Hypothermic machine perfusion — cost-effective compared with cold storage

27 August 2013  //  News

An abstract presented at the American Transplant Congress (ATC) in May 2013 by Dr. Victoria Gomez et al. evaluated the budgetary impact and incremental cost-effectiveness of hypothermic machine perfusion compared with static cold storage.1

Kidneys transplanted from expanded criteria donors (ECDs) have a significantly increased incidence of delayed graft function (DGF) compared with kidneys from standard criteria donors,2 which increases post-operative costs due to prolonged hospital stay, the need for dialysis and additional diagnostic procedures.

The short-term cost-effectiveness of ECD transplantation using machine perfusion was reviewed using a probabilistic theoretical decision-tree. The budgetary impact and incremental cost-effectiveness ratio was estimated in terms of the number of DGF and primary non-function (PNF) cases saved by using machine perfusion instead of static cold storage.

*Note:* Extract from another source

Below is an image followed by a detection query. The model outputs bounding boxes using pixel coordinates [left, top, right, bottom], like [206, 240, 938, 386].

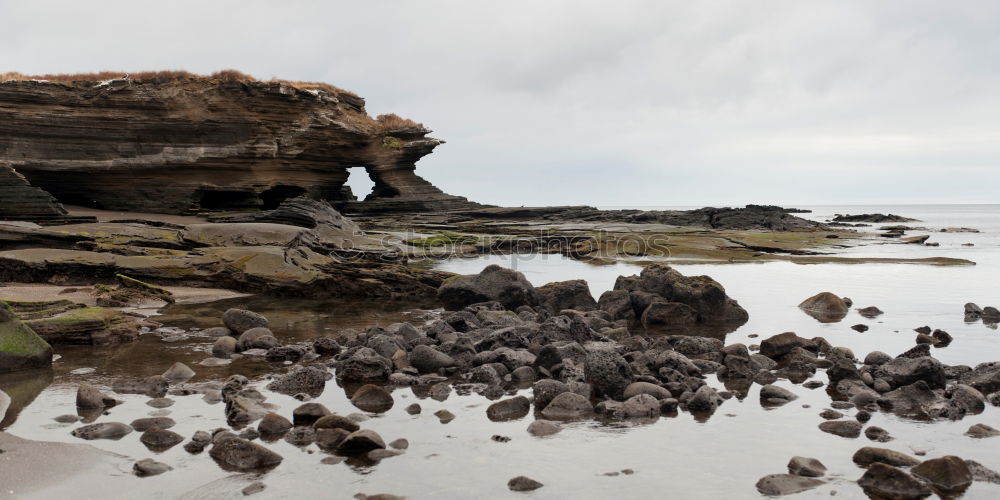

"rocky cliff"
[0, 75, 476, 213]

The budgetary impact per patient of using machine perfusion was €610, but the incremental cost-effectiveness ratio showed a €16,476 saving for each case of initial graft function achieved. With published data showing that machine perfusion reduces the risk of DGF and PNF compared with static cold storage,3 this study has shown that machine perfusion is a cost effective option despite the initial budgetary impact.


1. Gomez V et al. Economic impact of pulsatile hypothermic perfusion in an expanded criteria donor transplant program. Analysis of the first year since its introduction. Abstract presented at American Transplant Congress, Seattle USA, May 18–22, 2013.
2. Johnson TD et al. Sensitivity of expanded-criteria donor kidneys to cold ischemia time. Clin Transpl 2004;18:28–32.
3. Moers C et al. Machine perfusion or cold storage in deceased-donor kidney transplantation. N Engl J Med 2009;360:7–19.